At the very end, when Krug is shot, the fantasy is shattered altogether. Now, the demiurge’s consciousness glimpses the reverberation of the killing bullet. A ‘sudden twang’, which the demiurge initially cannot place, strikes ‘the wire netting of [his] window’. In the moment of Krug’s liberation — now he is free to die, to leave the stage — his world resonates back into Nabokov’s. We finally see the startled author ‘among the chaos of written and rewritten pages’; a mere man whose ‘comparative paradise’ is a bedside glass of milk and sleeping pills (p. 177). Dialectically echoing this seemingly omnipotent creator, the fantasy self-legislates its own existence by disturbing him. Yet this is no Schillerian self-legislation, in which autonomy is developed and refined — this is autonomy by the violent fact of being-itself. That there is an Other, and thus extramental, quality to the author’s aesthetic space is a view admitted by Nabokov, who understood the work of art as ‘the creation of a new world’ coexisting with ‘other worlds, other branches of knowledge.’ We must not forget the word ‘demiurge’ has its origins in the Latin for ‘creator’, ‘producer’, and ‘artisan’. Artistic creation, far from some inanimate invention of a departed god, leaves open the possibility of its own revolt.

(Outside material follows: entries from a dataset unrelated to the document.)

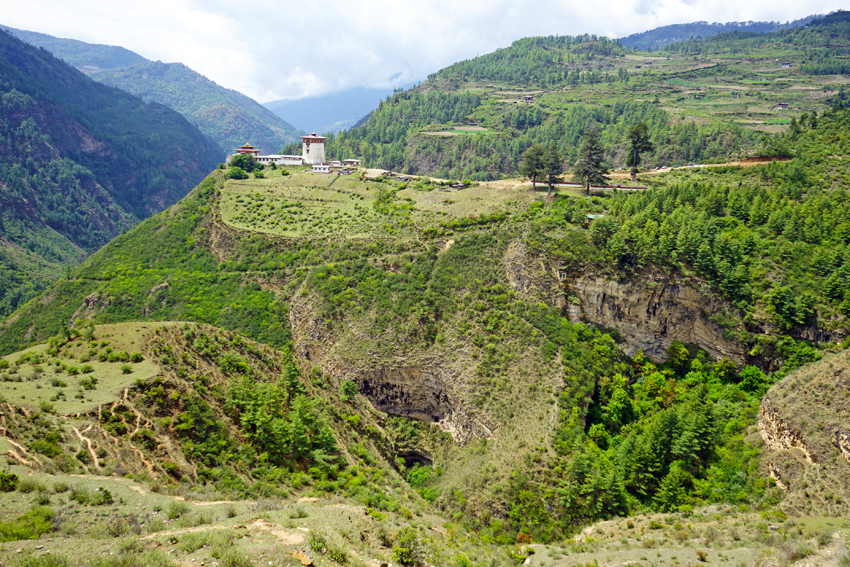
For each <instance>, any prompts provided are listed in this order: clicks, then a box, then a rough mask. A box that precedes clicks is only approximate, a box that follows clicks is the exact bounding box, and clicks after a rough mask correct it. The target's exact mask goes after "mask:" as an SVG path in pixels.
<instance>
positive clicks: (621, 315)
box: [558, 271, 745, 366]
mask: <svg viewBox="0 0 850 567" xmlns="http://www.w3.org/2000/svg"><path fill="white" fill-rule="evenodd" d="M558 279H559V280H560V281H561V285H562V286H563V287H564V288H565V289H566V290H567V292H568V293H569V294H570V295H571V296H575V297H577V298H578V304H575V303H573V304H570V305H569V313H570V319H571V320H573V322H578V321H587V322H590V323H593V324H596V325H600V326H603V327H608V328H612V329H616V330H617V331H618V333H619V334H620V336H621V337H622V338H623V340H624V341H625V345H624V349H623V350H624V351H625V352H626V354H628V355H634V354H635V353H637V351H638V350H642V351H643V353H644V354H646V355H647V356H649V357H650V358H652V359H654V360H657V361H663V360H666V358H667V354H666V352H667V349H668V348H669V347H670V345H671V344H673V341H676V340H678V341H680V342H682V343H684V344H693V345H697V346H698V347H700V348H702V349H704V350H705V351H706V352H708V353H709V354H710V355H711V356H712V357H714V358H716V359H720V358H728V359H730V360H732V361H733V362H734V363H735V364H737V365H739V366H740V365H743V364H744V362H745V359H744V354H745V352H744V349H743V348H742V347H741V345H739V344H738V343H737V342H736V341H735V340H733V339H729V338H726V337H724V336H723V328H722V327H720V326H719V325H717V324H716V323H713V322H711V321H709V320H708V318H707V316H706V313H718V312H723V311H726V310H727V309H728V304H727V303H726V302H724V301H722V300H718V299H711V298H709V297H707V296H706V295H705V294H703V293H701V292H700V291H699V290H697V289H695V288H694V287H692V286H690V285H688V284H685V283H681V282H680V281H678V280H677V279H676V278H674V277H670V276H657V275H650V274H647V275H646V277H636V278H635V279H634V280H632V281H620V280H617V279H611V278H606V277H603V276H601V275H597V274H585V275H582V276H580V277H578V278H576V279H569V278H568V277H567V275H566V273H565V272H563V271H558Z"/></svg>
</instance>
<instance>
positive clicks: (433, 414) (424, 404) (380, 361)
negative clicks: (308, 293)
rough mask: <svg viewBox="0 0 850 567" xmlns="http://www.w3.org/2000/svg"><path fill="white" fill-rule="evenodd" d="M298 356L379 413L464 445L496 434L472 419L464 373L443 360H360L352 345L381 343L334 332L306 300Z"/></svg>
mask: <svg viewBox="0 0 850 567" xmlns="http://www.w3.org/2000/svg"><path fill="white" fill-rule="evenodd" d="M289 319H290V325H291V327H292V336H293V342H294V343H295V352H296V353H297V354H298V355H299V356H301V357H302V358H304V359H306V360H309V361H310V362H312V363H313V364H315V365H316V366H318V367H319V368H321V369H322V371H324V372H325V373H327V374H330V375H331V376H333V377H334V378H336V379H337V380H338V381H340V382H341V381H343V380H351V381H352V382H354V383H356V384H357V387H358V390H359V392H360V393H361V394H363V395H364V396H366V398H368V399H369V401H370V402H371V403H372V405H373V406H374V407H375V409H377V410H379V411H382V412H384V413H388V414H391V415H398V416H403V417H410V418H413V419H418V420H420V421H425V422H428V423H437V424H438V425H439V427H440V428H441V429H442V430H443V431H446V432H448V433H450V434H451V435H452V437H453V438H454V439H455V441H457V442H458V443H459V444H464V443H466V442H467V441H469V440H471V439H480V438H482V437H492V436H493V430H492V429H493V428H492V427H491V426H489V425H487V424H486V423H485V420H484V418H480V417H478V416H474V415H471V414H470V413H469V411H468V410H467V405H466V404H465V403H464V401H463V399H462V398H461V396H459V395H457V393H456V390H457V389H458V388H460V389H461V390H462V389H463V386H462V385H463V382H464V380H463V378H462V377H461V376H460V372H461V370H460V369H458V368H457V365H450V364H447V363H446V361H444V360H442V359H441V358H439V357H428V358H426V357H421V356H420V357H417V356H411V357H405V358H397V359H395V360H393V358H387V357H386V356H383V357H378V356H377V355H375V356H374V357H371V356H370V357H369V358H366V359H364V358H362V357H361V358H360V359H354V357H352V355H351V354H350V353H349V352H350V351H349V349H350V348H351V346H352V344H355V343H356V344H357V345H359V347H363V346H364V345H368V344H369V343H370V342H372V341H375V340H377V339H379V337H370V336H368V335H366V334H364V333H363V332H362V331H360V330H358V329H357V328H356V327H355V326H354V325H353V324H351V323H348V324H347V325H345V326H344V327H343V328H342V329H340V328H338V327H334V326H333V324H332V323H330V322H328V321H325V320H324V319H323V318H322V317H321V316H319V315H318V314H317V311H316V309H315V306H314V305H313V304H312V302H311V301H310V300H309V299H308V298H306V297H298V298H297V299H295V300H294V301H293V302H292V303H291V304H290V309H289Z"/></svg>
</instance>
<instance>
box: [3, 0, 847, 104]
mask: <svg viewBox="0 0 850 567" xmlns="http://www.w3.org/2000/svg"><path fill="white" fill-rule="evenodd" d="M846 7H847V0H749V1H742V0H734V1H732V0H613V1H607V2H601V1H599V0H597V1H588V0H562V1H550V0H490V1H487V0H479V1H474V2H469V1H466V0H424V1H422V0H420V1H411V0H394V1H380V0H365V1H363V0H361V1H359V2H358V1H350V0H325V1H321V0H311V1H305V2H295V1H291V0H290V1H287V2H280V1H275V0H251V1H250V2H247V1H246V2H239V1H233V0H227V1H225V0H143V1H142V2H127V1H126V0H125V1H118V0H29V1H28V2H8V3H6V5H5V6H4V8H3V11H2V15H0V23H2V24H5V25H8V26H11V27H14V28H18V29H25V30H31V31H37V32H41V33H46V34H49V35H54V36H58V37H69V38H74V39H79V40H82V41H86V42H89V43H105V44H110V45H121V46H123V47H126V48H128V49H131V50H133V51H135V52H137V53H139V54H140V55H142V56H144V57H146V58H148V59H152V60H160V61H164V62H177V61H179V62H182V63H185V64H186V65H188V66H189V67H191V68H192V69H194V70H196V71H198V72H200V73H201V74H203V75H206V76H207V77H209V78H210V79H212V80H213V81H215V82H217V83H218V84H220V85H223V86H226V87H229V88H232V89H236V90H238V91H240V92H242V93H245V94H247V95H248V96H250V97H252V98H254V99H256V100H258V101H260V102H268V101H271V100H276V99H281V98H301V97H304V96H311V95H318V94H323V93H328V92H333V91H337V90H342V89H345V88H349V87H355V86H366V87H382V88H386V87H391V86H397V85H401V84H408V83H411V82H413V81H420V80H423V79H425V78H426V77H427V75H428V74H429V73H432V72H434V71H436V70H438V69H440V68H442V67H445V66H447V65H450V64H451V63H453V62H455V61H459V60H462V59H468V58H470V57H475V56H476V55H478V54H484V53H488V52H490V51H493V50H495V49H497V48H499V47H503V46H506V45H509V44H510V43H511V42H512V41H514V40H516V39H519V38H522V37H528V36H537V35H550V34H552V35H554V34H558V35H578V34H583V33H591V34H597V35H606V36H608V37H623V36H626V35H629V34H632V33H635V32H640V31H646V30H649V29H652V28H656V27H658V26H663V25H667V24H675V23H686V22H692V21H698V20H707V21H709V22H727V21H746V20H771V21H782V22H785V21H787V20H794V19H798V18H802V17H804V16H808V15H810V14H815V13H818V14H824V13H828V12H831V11H833V10H838V9H840V8H846ZM391 77H393V79H391Z"/></svg>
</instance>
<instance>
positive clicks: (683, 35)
mask: <svg viewBox="0 0 850 567" xmlns="http://www.w3.org/2000/svg"><path fill="white" fill-rule="evenodd" d="M818 17H820V16H818V15H812V16H807V17H805V18H800V19H799V20H794V21H790V22H785V23H784V24H783V23H781V22H725V23H719V22H713V23H709V22H691V23H689V24H673V25H670V26H662V27H660V28H655V29H654V30H649V31H645V32H639V33H633V34H632V35H630V36H627V37H623V38H620V43H622V44H623V46H625V47H628V48H630V49H642V50H646V51H657V50H659V49H661V48H662V47H664V46H665V45H669V44H673V43H679V42H682V41H685V40H689V39H696V40H699V39H704V38H708V37H712V36H715V35H718V34H721V33H729V32H734V31H744V32H750V33H771V32H776V31H779V30H785V29H792V28H797V27H800V26H804V25H806V24H808V23H809V22H811V21H812V20H814V19H815V18H818Z"/></svg>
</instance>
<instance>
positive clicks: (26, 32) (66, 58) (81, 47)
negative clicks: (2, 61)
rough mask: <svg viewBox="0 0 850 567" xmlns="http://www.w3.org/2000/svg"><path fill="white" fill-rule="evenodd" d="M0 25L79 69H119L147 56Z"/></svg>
mask: <svg viewBox="0 0 850 567" xmlns="http://www.w3.org/2000/svg"><path fill="white" fill-rule="evenodd" d="M0 27H2V28H3V29H4V30H6V31H9V32H11V33H12V35H14V36H15V37H17V38H18V39H21V40H23V41H25V42H27V43H29V44H31V45H35V46H36V47H43V48H45V49H46V50H47V51H49V52H51V53H53V54H54V55H56V56H57V57H58V58H59V59H62V60H63V61H64V62H65V63H67V64H68V65H71V66H72V67H76V68H77V69H81V70H83V71H85V70H96V69H119V68H121V67H129V66H131V65H138V64H139V63H144V62H145V61H147V59H145V58H144V57H142V56H141V55H139V54H138V53H136V52H134V51H130V50H129V49H125V48H123V47H119V46H116V45H100V44H91V43H86V42H84V41H78V40H76V39H67V38H61V37H53V36H52V35H47V34H43V33H38V32H32V31H26V30H18V29H15V28H10V27H8V26H0Z"/></svg>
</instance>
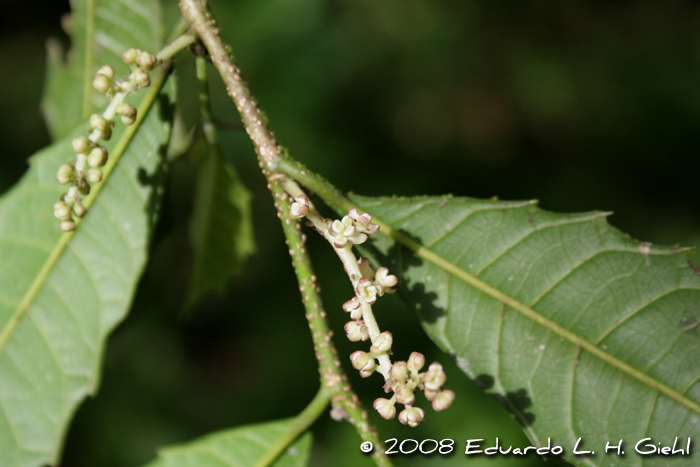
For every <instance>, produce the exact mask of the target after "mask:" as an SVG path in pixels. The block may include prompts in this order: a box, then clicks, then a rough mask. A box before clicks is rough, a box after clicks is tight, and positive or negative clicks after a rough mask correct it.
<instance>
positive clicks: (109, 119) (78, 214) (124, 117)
mask: <svg viewBox="0 0 700 467" xmlns="http://www.w3.org/2000/svg"><path fill="white" fill-rule="evenodd" d="M122 58H123V60H124V63H126V64H127V65H129V66H130V67H131V73H130V74H129V75H128V76H125V77H123V78H121V79H120V80H118V81H117V80H115V79H114V69H113V68H112V67H111V66H109V65H105V66H103V67H101V68H100V69H99V70H97V73H96V74H95V79H94V80H93V82H92V86H93V87H94V88H95V89H96V90H97V91H99V92H101V93H104V94H105V95H106V96H107V98H108V99H109V100H110V104H109V106H108V107H107V109H106V110H105V112H104V113H103V114H102V115H100V114H92V115H91V116H90V134H89V136H87V137H86V136H82V135H81V136H78V137H77V138H75V139H74V140H73V141H72V143H71V145H72V147H73V151H74V152H75V154H76V159H75V160H73V161H70V162H67V163H65V164H61V165H60V167H59V168H58V172H57V173H56V178H57V179H58V183H60V184H61V185H68V184H70V185H71V187H70V188H69V189H68V192H67V193H63V194H62V195H61V199H60V201H58V202H56V203H55V204H54V206H53V214H54V216H56V218H57V219H59V220H60V221H61V230H63V231H64V232H70V231H71V230H74V229H75V221H74V220H73V215H76V216H77V217H83V216H84V215H85V214H87V208H86V207H85V206H84V205H83V204H82V199H83V197H84V196H87V195H88V194H89V193H90V184H91V183H99V182H101V181H102V176H103V174H102V170H101V169H100V167H102V166H104V165H105V164H106V163H107V157H108V154H107V149H106V148H105V147H104V146H101V145H100V144H99V141H100V140H105V141H108V140H109V139H110V138H111V136H112V127H113V126H114V119H115V118H116V116H117V115H119V116H121V120H122V123H124V124H125V125H131V124H133V123H134V122H135V121H136V109H135V108H134V107H132V106H131V105H129V104H127V103H125V102H124V99H125V98H126V96H128V95H129V93H131V91H138V90H139V89H141V88H142V87H147V86H150V84H151V79H150V76H149V73H148V72H149V71H150V70H151V69H153V67H154V66H156V65H157V63H158V59H157V58H156V56H155V55H152V54H150V53H148V52H146V51H143V50H141V49H135V48H131V49H128V50H127V51H126V52H124V54H123V55H122Z"/></svg>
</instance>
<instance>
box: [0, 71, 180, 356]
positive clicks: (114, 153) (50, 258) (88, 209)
mask: <svg viewBox="0 0 700 467" xmlns="http://www.w3.org/2000/svg"><path fill="white" fill-rule="evenodd" d="M167 76H168V70H167V69H164V68H162V69H161V70H159V73H158V74H157V76H156V77H155V78H154V79H153V80H152V84H151V87H150V88H149V90H148V93H147V94H146V95H145V96H144V97H143V99H142V101H141V103H140V104H139V107H138V110H137V119H136V122H134V124H133V125H131V126H128V127H127V128H126V130H124V133H122V136H121V137H120V138H119V141H118V142H117V144H116V145H115V147H114V149H113V150H112V152H111V155H110V157H109V160H108V161H107V165H105V166H104V168H103V179H102V182H101V183H97V184H95V186H94V188H93V189H92V190H91V193H90V195H88V196H87V197H85V199H84V202H83V205H84V206H85V207H86V208H88V210H89V209H90V206H92V204H93V203H94V202H95V200H96V198H97V196H98V195H99V194H100V192H101V191H102V188H104V186H105V185H106V183H107V181H108V180H109V176H110V175H111V174H112V171H113V170H114V168H115V167H116V165H117V163H118V162H119V159H121V157H122V155H123V154H124V152H125V151H126V148H127V147H128V146H129V143H130V142H131V139H132V138H133V137H134V135H135V134H136V131H138V129H139V128H140V127H141V124H142V123H143V120H144V119H145V118H146V115H147V114H148V111H149V110H150V109H151V107H152V106H153V103H154V102H155V100H156V97H157V96H158V94H159V93H160V90H161V88H162V87H163V84H164V83H165V78H166V77H167ZM81 223H82V219H80V218H76V219H75V224H76V228H75V230H73V231H71V232H64V233H63V235H61V237H60V238H59V239H58V242H57V243H56V244H55V245H54V247H53V248H52V250H51V253H50V254H49V257H48V258H47V259H46V261H45V262H44V264H43V266H42V267H41V269H40V270H39V273H38V274H37V276H36V278H35V279H34V281H33V282H32V284H31V285H30V286H29V288H28V289H27V292H25V294H24V296H23V297H22V300H21V301H20V302H19V304H18V305H17V308H16V309H15V311H14V312H13V313H12V315H11V316H10V319H9V320H8V321H7V323H6V324H5V325H4V326H3V328H2V331H1V332H0V355H2V353H3V352H4V350H5V347H6V345H7V343H8V342H9V341H10V339H11V338H12V336H13V334H14V331H15V330H16V329H17V326H18V325H19V323H20V321H21V320H22V318H23V317H24V315H25V314H26V313H27V311H28V310H29V306H30V305H31V304H32V303H33V302H34V300H35V299H36V297H37V295H38V294H39V291H40V290H41V289H42V287H43V286H44V284H45V283H46V280H47V279H48V277H49V274H51V272H52V271H53V269H54V267H55V266H56V264H57V263H58V260H59V259H60V258H61V255H62V254H63V252H64V251H65V249H66V246H67V245H68V242H69V241H70V240H71V239H72V238H73V236H74V235H75V233H76V232H77V231H78V228H79V227H80V224H81Z"/></svg>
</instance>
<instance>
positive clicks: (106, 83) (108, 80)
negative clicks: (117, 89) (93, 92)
mask: <svg viewBox="0 0 700 467" xmlns="http://www.w3.org/2000/svg"><path fill="white" fill-rule="evenodd" d="M92 87H93V88H95V90H96V91H97V92H102V93H105V92H107V91H109V90H110V89H111V88H112V80H111V79H109V78H108V77H107V76H105V75H102V74H98V75H96V76H95V79H94V80H93V81H92Z"/></svg>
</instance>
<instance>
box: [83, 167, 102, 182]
mask: <svg viewBox="0 0 700 467" xmlns="http://www.w3.org/2000/svg"><path fill="white" fill-rule="evenodd" d="M86 178H87V179H88V181H90V183H99V182H101V181H102V171H101V170H100V169H98V168H96V167H93V168H91V169H89V170H88V172H87V176H86Z"/></svg>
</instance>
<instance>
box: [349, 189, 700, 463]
mask: <svg viewBox="0 0 700 467" xmlns="http://www.w3.org/2000/svg"><path fill="white" fill-rule="evenodd" d="M353 200H354V201H355V202H356V203H357V204H358V205H359V206H360V207H362V208H363V209H366V210H367V211H368V212H369V213H371V214H373V215H375V216H378V218H380V219H382V220H383V221H384V222H386V223H388V224H389V225H390V227H389V226H386V228H385V233H388V234H389V235H390V236H392V237H393V238H394V239H396V240H398V242H397V241H395V240H392V239H391V238H389V237H382V236H377V238H376V240H375V241H374V246H375V247H376V249H377V250H376V251H375V254H376V255H377V257H376V258H375V259H376V260H377V261H379V262H382V263H385V264H388V263H391V264H390V269H392V270H393V271H394V273H395V274H397V275H398V276H399V279H400V284H401V290H400V291H401V293H402V294H403V297H404V298H405V300H406V301H407V302H408V304H409V305H410V306H411V307H412V308H413V309H414V310H416V311H417V312H418V315H419V317H420V319H421V321H422V324H423V326H424V328H425V330H426V331H427V332H428V334H429V335H430V337H431V338H432V339H433V340H434V341H435V342H436V343H437V344H438V345H439V346H440V347H441V348H442V350H444V351H445V352H447V353H449V354H450V355H451V356H452V357H453V358H454V359H455V360H456V362H457V364H458V365H459V367H460V368H461V369H462V370H463V371H464V372H465V373H466V374H467V375H468V376H469V377H470V378H472V379H473V380H474V381H476V383H477V384H478V385H480V386H482V387H483V388H484V389H485V390H487V391H488V392H490V393H492V394H493V395H494V396H495V397H496V398H497V399H498V400H499V401H500V402H501V403H502V404H503V405H504V406H505V408H506V409H507V410H509V411H510V412H511V413H512V414H513V415H514V417H515V418H516V419H517V420H518V421H519V422H520V423H521V425H523V428H524V430H525V432H526V433H527V434H528V435H529V437H530V439H531V440H532V442H533V444H536V445H546V444H547V441H548V438H551V441H552V444H557V445H560V446H563V448H564V453H565V457H566V459H568V460H569V461H571V462H573V463H574V464H581V465H589V466H602V465H652V464H653V465H673V466H695V465H697V464H698V461H697V456H696V457H695V458H693V457H691V456H681V455H676V456H673V457H668V458H666V457H664V458H662V459H660V458H657V457H655V456H646V457H642V456H640V455H639V454H637V453H636V452H635V450H634V447H635V444H636V443H637V442H639V441H640V440H643V439H645V438H652V440H653V441H652V442H651V443H652V444H653V445H654V446H656V445H657V443H662V446H671V445H672V444H673V442H674V439H675V438H676V437H679V442H678V444H677V446H676V447H683V448H685V446H686V444H687V442H688V438H691V439H697V437H698V436H700V423H699V421H700V406H699V405H698V402H700V334H698V331H699V330H698V323H700V275H698V274H697V273H696V272H695V271H694V270H693V268H692V267H691V266H690V264H689V263H688V258H687V254H686V253H687V252H686V251H684V250H680V249H676V248H663V247H656V246H651V245H649V244H645V243H639V242H637V241H634V240H632V239H630V238H629V236H627V235H624V234H622V233H621V232H619V231H618V230H616V229H615V228H613V227H612V226H610V225H609V224H608V223H607V221H606V217H607V215H608V213H601V212H591V213H584V214H554V213H550V212H546V211H543V210H540V209H538V208H537V207H535V203H534V202H529V201H526V202H498V201H482V200H475V199H468V198H450V197H442V198H412V199H388V198H378V199H373V198H362V197H354V198H353ZM383 228H384V227H383ZM392 229H394V230H395V231H394V232H392V231H391V230H392ZM409 250H411V251H409ZM412 251H415V252H417V253H418V255H414V254H413V253H412ZM458 381H459V380H458V378H455V377H454V376H449V375H448V386H449V385H450V384H452V385H455V384H459V383H458ZM579 438H581V440H582V442H581V443H582V444H581V445H579V449H583V450H588V451H594V452H596V455H595V456H575V455H573V454H572V451H573V448H574V445H575V443H576V441H577V440H578V439H579ZM620 440H624V443H625V446H624V451H625V452H626V457H618V456H617V455H616V454H613V453H612V451H611V453H610V454H609V455H606V454H605V445H606V443H607V442H610V443H611V444H614V445H617V444H618V443H619V441H620ZM487 441H488V442H489V443H490V444H489V445H490V446H493V445H494V443H495V440H487ZM648 442H649V441H646V442H644V443H648ZM644 443H643V444H644ZM654 462H658V464H654Z"/></svg>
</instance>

Though Rosa’s resonance theory of democracy bridges ‘associative and dissociative concepts of the political’, he agrees it tends towards the dissociative. This ‘resounding disagreement’ of dissociative political organisation is distinct from, and often in opposition to, ‘the mute resistance against petrified conditions’ which Krug experiences until his death (p. 281). This is precisely why the text cannot produce a democratic experience until its very end; in order for such an experience to emerge, it needs to be made epistemologically possible. A world beyond the text must reveal itself, acknowledging plural subjectivities. If the rule of the tyrant depends on Krug’s subservience, Krug’s death dethrones him. It is only in this state of radical dialogue that Krug has, if for a brief moment, ‘the same rights as the noblest’. Where Schiller’s dream now seems an intangible conjecture, and Gentile’s an exercise in egotism, resonance theory truly recentres the Hellenic demos in articulating a democratic experience in the aesthetic space. However, when the very notion of the political is proved unstable, it is difficult to conceive of a democratic aesthetics on purely sensory grounds, without a slip into a vulgar empiricism backed by the same worn presuppositions.